群れの長
ワーグたちは静かに唸りもせず、喉も鳴らさず、ゆっくりと近づいて来る。その内の一際、大柄な1頭が群れの中から現れる。
「……出会った者には、必ず問う、オークのしきたりもあるが……。獣に問うても仕方は無いな……」
ワーグの姿にも、まるで怯む様子を見せないツォンカパ。
俺の方はといえば、既に逃げ出したかった。……が、膝が笑ってしまい、それもダメそう。
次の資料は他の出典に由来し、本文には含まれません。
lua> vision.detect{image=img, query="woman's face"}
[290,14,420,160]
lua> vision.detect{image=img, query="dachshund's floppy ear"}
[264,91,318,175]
ツォンカパが、ゆっくりと手を上げ、合図をしようとした、その時――
「……ニク……ドモ……ヨ……」
群れから、出てきた――リーダーと思しきワーグの口から、オークの言葉が、絞り出すように漏れ出してきた。
* * *
合図を出そうと手を上げかけたツォンカパだったが――ワーグの口から漏れ出した声が、オークの言葉であることを理解すると、その手を静かに下ろしていた。
「……長く生きると、おかしなものに出会うものだ」
(い……いいから! さっさと合図をしろよぉ~!? ツォンカパぁ!)
内心、必死でツォンカパに訴えかけるも――
そばにやって来たワ―グの恐ろしさに、声ひとつ上げられない俺は――ことの次第を成り行きに任せる他無い。
「……ワーグの長よ。貴様が求めるのは闘諍か」
ツォンカパは、俺と初めて出会った時と同じように、ワーグに問いかける。
その問いと同時に、周囲を取り囲むワーグたちからは、まるでツォンカパを嘲笑うかのような鳴き声。
ワーグの長が、再び口を開く。
「ト……トウ……ジャ……ウ? ……ヒ……ツヨ……ウ……ナイ。タダ、ニ……ク……ノミ……ヨコ……セ」
飢えた獣の口から発せられた無慈悲、極まる宣告。
「……闘諍の末に破れたならば、それも本望であったが……。さもしい望みだったか……」(ツォンカパ! ツォンカパ! ツォンカパぁ! 早く合図! 早く合図!? 合図~っ!!)
必死に目で訴えかける俺を、ツォンカパは一瞥すると。今度は、迷い無く手を掲げ――周囲に潜む、オークの戦士たちに合図を送った。